Yes, hand-writing a lexer is easy. Writing one with a lexer generator is even easier (and would be easier still if Alex had an easier API to work with).


I would agree with you on this. However, the opinion on this seems to be somewhat varied: in Coders at Work, Ken Thompson says I love yacc. I just love yacc. It just does exactly what you want done. Its complement, lex, is horrible. It does nothing you want done. On the other hand, Dave Conroy says YACC makes the hard part harder and the easy part easier.

Personally, I like lexers, but would rather move the language definition to one where recursive descent parsing works.

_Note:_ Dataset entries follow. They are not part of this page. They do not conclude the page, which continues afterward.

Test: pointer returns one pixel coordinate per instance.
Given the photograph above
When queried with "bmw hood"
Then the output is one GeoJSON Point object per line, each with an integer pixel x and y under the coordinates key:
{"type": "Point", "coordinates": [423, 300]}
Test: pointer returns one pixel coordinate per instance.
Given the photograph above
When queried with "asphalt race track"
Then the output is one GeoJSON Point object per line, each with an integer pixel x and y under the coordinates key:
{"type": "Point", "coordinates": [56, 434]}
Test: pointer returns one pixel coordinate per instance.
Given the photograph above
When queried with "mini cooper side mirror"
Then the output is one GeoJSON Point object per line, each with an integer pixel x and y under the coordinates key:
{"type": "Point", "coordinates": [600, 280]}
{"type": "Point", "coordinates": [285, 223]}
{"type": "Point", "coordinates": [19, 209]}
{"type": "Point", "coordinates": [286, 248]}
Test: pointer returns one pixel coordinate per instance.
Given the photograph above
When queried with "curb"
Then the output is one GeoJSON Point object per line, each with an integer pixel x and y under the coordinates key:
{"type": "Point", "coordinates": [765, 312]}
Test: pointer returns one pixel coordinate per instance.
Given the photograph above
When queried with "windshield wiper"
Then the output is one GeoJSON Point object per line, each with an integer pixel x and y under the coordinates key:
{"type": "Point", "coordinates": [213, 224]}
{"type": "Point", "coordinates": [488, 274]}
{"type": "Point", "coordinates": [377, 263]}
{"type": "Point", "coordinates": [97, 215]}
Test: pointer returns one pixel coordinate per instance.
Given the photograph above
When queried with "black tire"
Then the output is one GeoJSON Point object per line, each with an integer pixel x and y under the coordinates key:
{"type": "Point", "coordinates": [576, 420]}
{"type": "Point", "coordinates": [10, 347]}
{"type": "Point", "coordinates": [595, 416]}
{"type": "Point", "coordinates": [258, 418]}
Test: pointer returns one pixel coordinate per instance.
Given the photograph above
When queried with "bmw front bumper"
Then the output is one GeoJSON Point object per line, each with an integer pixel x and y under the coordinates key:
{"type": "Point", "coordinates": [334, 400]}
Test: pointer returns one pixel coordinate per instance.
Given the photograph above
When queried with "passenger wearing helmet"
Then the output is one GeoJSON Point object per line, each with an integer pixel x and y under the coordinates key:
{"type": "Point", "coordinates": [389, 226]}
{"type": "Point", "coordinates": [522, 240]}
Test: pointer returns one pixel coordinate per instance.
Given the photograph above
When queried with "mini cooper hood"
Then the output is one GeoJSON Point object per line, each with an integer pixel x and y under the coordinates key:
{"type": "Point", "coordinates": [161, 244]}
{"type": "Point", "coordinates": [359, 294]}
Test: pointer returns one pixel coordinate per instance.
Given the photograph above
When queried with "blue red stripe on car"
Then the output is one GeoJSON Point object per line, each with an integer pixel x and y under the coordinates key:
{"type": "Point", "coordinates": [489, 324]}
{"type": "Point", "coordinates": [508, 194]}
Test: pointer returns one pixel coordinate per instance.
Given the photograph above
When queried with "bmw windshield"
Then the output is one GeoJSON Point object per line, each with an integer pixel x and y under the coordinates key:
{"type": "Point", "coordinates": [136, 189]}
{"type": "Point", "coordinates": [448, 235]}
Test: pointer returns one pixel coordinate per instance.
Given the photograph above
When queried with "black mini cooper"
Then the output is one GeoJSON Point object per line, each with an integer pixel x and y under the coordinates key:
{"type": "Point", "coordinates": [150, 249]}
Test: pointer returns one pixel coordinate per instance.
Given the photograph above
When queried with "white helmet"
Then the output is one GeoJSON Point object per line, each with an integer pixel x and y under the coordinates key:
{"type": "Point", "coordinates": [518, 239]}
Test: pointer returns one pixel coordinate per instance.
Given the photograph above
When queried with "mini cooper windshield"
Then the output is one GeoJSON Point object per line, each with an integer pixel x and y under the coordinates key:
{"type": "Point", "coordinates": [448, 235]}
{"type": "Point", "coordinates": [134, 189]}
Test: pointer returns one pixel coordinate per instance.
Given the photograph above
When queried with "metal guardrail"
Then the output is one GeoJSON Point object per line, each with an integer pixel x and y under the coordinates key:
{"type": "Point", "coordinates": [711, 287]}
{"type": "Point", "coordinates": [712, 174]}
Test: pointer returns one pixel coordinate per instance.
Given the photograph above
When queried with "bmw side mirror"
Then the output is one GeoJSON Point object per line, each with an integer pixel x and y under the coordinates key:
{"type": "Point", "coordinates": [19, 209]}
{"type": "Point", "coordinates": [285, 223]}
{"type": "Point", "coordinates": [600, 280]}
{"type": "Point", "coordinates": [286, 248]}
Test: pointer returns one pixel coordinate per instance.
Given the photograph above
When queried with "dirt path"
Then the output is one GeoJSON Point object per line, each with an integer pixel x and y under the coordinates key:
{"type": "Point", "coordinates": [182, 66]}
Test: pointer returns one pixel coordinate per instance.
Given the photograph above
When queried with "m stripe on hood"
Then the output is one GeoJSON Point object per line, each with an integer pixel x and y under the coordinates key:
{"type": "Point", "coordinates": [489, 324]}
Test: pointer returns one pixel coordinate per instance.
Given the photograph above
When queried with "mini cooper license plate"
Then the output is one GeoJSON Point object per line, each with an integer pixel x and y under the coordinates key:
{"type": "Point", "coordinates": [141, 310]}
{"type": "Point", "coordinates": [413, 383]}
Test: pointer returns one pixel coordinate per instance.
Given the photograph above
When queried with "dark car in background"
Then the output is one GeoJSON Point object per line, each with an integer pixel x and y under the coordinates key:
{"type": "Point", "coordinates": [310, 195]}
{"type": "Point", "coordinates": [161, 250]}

> Or anything but just hand-hacking your own tokenizer.

I've only just got into parsing and I know for sure that there are more challenging problems, but for a dynamic language like Javascript there is a pretty major example of where this worked. JS Lint: http://www.jslint.com/fulljslint.js

1) Split source into lines

2) Run each line through a regex: /^\s([(){}\[.,:;'"~\?\]#@]|==?=?|\/(\(jslint|members?|global)?|=|\/)?|\[\/=]?|\+[+=]?|-[\-=]?|%=?|&[&=]?|\|[|=]?|>>?>?=?|<([\/=!]|\!(\[|--)?|<=?)?|\^=?|\!=?=?|[a-zA-Z_$][a-zA-Z0-9_$]|[0-9]+([xX][0-9a-fA-F]+|\.[0-9]*)?([eE][+\-]?[0-9]+)?)/

3) Look at the resulting token character by character and define what kind of token it is.

Once it has these parsed tokens JS Lint then uses a Pratt Parser to check syntax and style, but you could easily use the same tokenizer and build a parse tree as part of a translator or compiler instead.


Read the linked http://en.wikipedia.org/wiki/Monkey_patch if you want to find out what monkey patching and duck punching are ^_^.


I'm wondering if he's tried to do real work with ANTLR and ANTLRWorks in particular. I found them extremely temperamental and fiddly to work with, but this was more than a year ago.


They haven't gotten any less temperamental or brittle. The default tokens have a rude tendency to store the entire input stream as it is being parsed, which was a really rude surprise for us (had to rip it out and do LL(1) by hand, with minimal memory demands). I like a lot of features of ANTLR, but it is not the sort of tool I like to use and abuse.


A perl programmer talking about compilers in 2010 doesn't mention Parrot? Parrot has to be the easiest and fastest way to get a compiler up and running these days.


He's not targeting a VM or a runtime, is he? His compiler looks more like a code generator, a la yacc.


Well the CaPerl project he mentions just translates perl5 with his special keywords to standard perl5 code, I think. Who knows what he's doing here.


He's writing yacc for crypto protocols. You write an algorithm in his Stupid language, you and others verify it Stupidly, and then compile it to your real language.


So the language's compiler does analysis of the algorithm for common crypto flaws? (like buffer-overruns and timeable iterations ...)?


Nope. It does nothing at all except to standardize the notation.